İsmini, Kuruçeşme’de Kırbaç Sokak ile Alay Emini Sokak’ın kesiştiği köşedeki Aya Dimitrios Rum Ortodoks Kilisesi’nden alan ayazma, kutsal suyunun kuşaktan kuşağa hastalıklara iyi geldiğine inanılan ayazmalardan biri oldu. Yaygın inanışa göre, bu ayazmanın suyu özellikle iki hastalıktan mustarip kişilere iyi geliyordu: konuşamayan veya kekeme olan çocuklar ile sütü gelmeyen annelere.

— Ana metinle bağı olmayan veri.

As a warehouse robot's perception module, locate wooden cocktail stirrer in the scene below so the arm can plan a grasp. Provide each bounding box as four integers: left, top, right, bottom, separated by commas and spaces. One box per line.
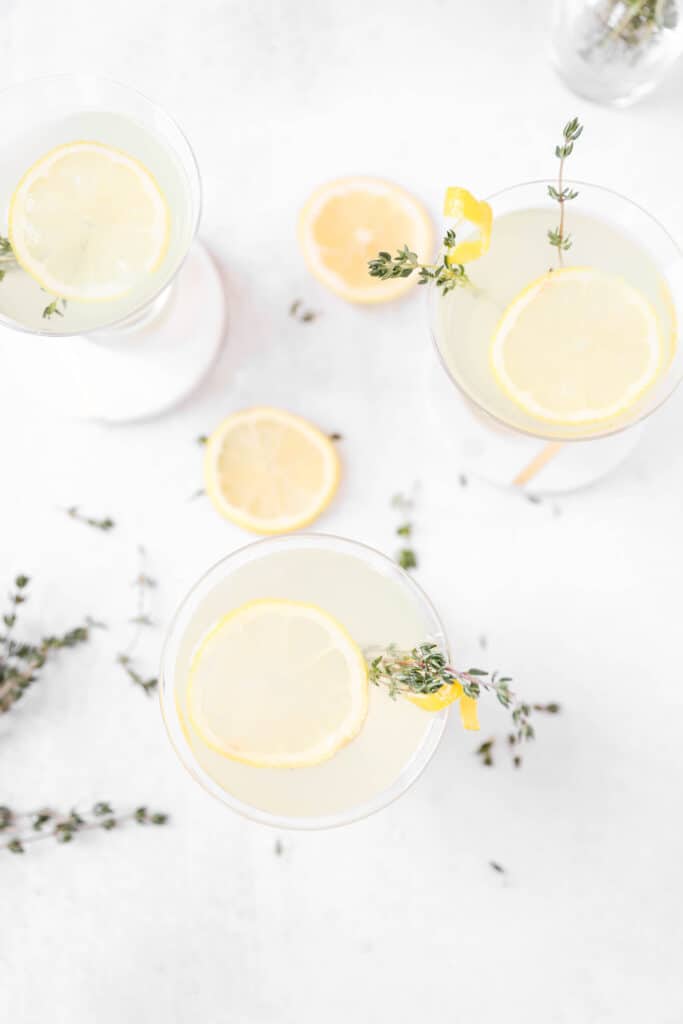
512, 441, 564, 487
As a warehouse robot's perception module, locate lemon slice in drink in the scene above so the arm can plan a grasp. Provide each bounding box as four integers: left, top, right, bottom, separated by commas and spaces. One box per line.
403, 683, 479, 730
490, 267, 664, 425
9, 142, 170, 302
204, 408, 340, 534
187, 599, 368, 768
299, 177, 433, 303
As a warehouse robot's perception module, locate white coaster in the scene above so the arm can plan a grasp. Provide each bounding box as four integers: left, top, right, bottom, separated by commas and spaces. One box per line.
429, 361, 642, 495
0, 242, 225, 423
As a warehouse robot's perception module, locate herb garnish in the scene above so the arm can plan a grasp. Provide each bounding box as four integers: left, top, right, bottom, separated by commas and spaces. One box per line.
0, 234, 67, 319
43, 298, 67, 319
369, 643, 560, 767
548, 118, 584, 266
368, 228, 470, 295
0, 801, 168, 853
0, 575, 90, 714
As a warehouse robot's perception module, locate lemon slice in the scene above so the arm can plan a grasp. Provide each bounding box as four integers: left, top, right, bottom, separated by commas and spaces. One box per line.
490, 267, 664, 424
9, 142, 170, 302
204, 408, 340, 534
299, 178, 433, 302
443, 187, 494, 265
403, 683, 479, 730
187, 599, 368, 768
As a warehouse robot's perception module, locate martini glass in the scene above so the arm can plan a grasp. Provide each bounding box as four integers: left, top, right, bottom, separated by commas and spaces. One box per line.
428, 181, 683, 493
160, 534, 447, 829
0, 75, 225, 421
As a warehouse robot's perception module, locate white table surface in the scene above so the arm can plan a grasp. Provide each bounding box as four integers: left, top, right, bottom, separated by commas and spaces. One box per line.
0, 0, 683, 1024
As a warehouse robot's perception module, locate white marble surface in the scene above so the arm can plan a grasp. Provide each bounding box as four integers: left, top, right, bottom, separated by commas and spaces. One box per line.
0, 0, 683, 1024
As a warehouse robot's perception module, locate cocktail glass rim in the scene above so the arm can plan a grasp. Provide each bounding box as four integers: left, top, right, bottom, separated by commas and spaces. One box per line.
0, 72, 203, 338
427, 178, 683, 444
159, 531, 449, 831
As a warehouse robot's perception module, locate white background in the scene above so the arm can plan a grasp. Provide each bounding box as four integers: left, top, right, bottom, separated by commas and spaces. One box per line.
0, 0, 683, 1024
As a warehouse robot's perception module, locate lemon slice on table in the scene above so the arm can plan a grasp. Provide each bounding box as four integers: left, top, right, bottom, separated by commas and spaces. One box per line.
204, 408, 340, 534
490, 267, 664, 424
299, 177, 434, 303
8, 142, 170, 302
187, 599, 368, 768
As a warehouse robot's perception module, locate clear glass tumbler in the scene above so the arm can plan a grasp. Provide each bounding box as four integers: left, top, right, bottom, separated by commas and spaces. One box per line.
552, 0, 683, 106
0, 75, 225, 421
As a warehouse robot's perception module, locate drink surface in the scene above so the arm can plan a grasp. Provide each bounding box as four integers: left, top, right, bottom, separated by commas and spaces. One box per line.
166, 546, 442, 818
0, 111, 193, 334
434, 206, 676, 439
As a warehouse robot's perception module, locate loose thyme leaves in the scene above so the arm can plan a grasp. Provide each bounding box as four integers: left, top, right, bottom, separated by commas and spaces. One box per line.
368, 228, 469, 295
0, 575, 90, 714
548, 118, 584, 266
0, 800, 169, 853
67, 505, 116, 532
369, 643, 560, 767
391, 486, 418, 571
116, 545, 159, 696
290, 299, 319, 324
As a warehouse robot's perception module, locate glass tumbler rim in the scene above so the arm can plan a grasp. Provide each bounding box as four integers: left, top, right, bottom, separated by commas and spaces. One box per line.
0, 72, 203, 339
426, 177, 683, 444
159, 531, 449, 831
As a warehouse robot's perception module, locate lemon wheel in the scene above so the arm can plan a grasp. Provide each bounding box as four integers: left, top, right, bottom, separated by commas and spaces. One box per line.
299, 177, 433, 303
8, 141, 170, 302
204, 408, 340, 534
490, 267, 665, 425
187, 599, 368, 768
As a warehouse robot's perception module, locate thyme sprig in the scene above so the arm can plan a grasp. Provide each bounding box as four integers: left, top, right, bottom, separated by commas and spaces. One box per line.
0, 800, 169, 853
369, 642, 560, 767
116, 545, 159, 696
600, 0, 678, 46
368, 228, 470, 295
548, 118, 584, 266
0, 575, 94, 714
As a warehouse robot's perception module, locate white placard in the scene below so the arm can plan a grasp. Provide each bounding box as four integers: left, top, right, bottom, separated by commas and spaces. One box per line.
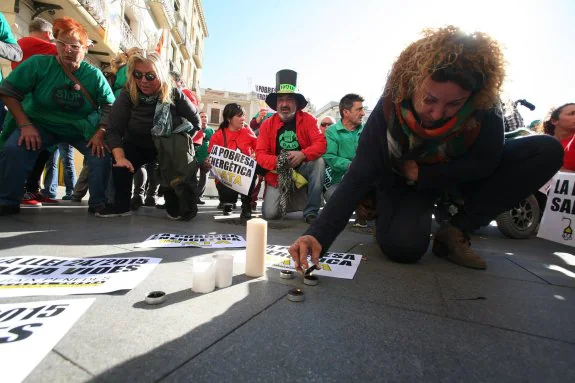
0, 255, 161, 298
537, 172, 575, 246
209, 145, 256, 195
266, 245, 361, 279
140, 233, 250, 249
0, 298, 95, 383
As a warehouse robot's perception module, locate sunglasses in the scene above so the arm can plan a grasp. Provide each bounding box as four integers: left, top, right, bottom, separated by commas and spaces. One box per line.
134, 70, 158, 81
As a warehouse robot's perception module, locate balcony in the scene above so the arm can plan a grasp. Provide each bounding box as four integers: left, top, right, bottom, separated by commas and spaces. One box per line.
120, 20, 142, 52
148, 0, 176, 29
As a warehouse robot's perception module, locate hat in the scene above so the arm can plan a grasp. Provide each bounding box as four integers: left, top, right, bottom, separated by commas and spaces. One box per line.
266, 69, 307, 110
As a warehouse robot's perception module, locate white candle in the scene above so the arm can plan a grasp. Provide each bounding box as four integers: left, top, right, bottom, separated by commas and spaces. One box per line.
214, 254, 234, 289
192, 257, 216, 293
246, 218, 268, 277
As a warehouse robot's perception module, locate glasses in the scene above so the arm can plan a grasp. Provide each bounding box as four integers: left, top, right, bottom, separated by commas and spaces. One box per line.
56, 40, 84, 52
134, 70, 158, 81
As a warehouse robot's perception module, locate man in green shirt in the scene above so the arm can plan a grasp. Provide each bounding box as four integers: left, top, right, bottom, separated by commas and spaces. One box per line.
323, 93, 367, 227
194, 112, 214, 205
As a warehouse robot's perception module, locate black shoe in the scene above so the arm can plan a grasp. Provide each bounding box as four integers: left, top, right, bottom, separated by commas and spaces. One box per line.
0, 205, 20, 215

Yüksek lisans tezinde İstanbul’daki kiliseleri ve ayazmaları halk inanışları açısından inceleyen Demet Kılınç Çimen’in aktardığı bilgilere göre, kaynağına yaklaşık 40 metrelik bir mağaradan yürüyerek ulaşılabilen Aya Dimitrios Ayazması’nı asırlardır ziyaret edenlerin başında bu iki grup geliyordu. Konuşma sıkıntısı çeken çocuklar ayazmaya getiriliyor, mağaranın sonundaki kutsal suda yıkanıyor, ardından burada duvara çakılı olan demir halkaları ısırıyorlardı. Kılınç Çimen, 2010 yılında tamamladığı tezinde bu inanışın ve ritüelin hâlâ devam ettiğini aktarmıştı.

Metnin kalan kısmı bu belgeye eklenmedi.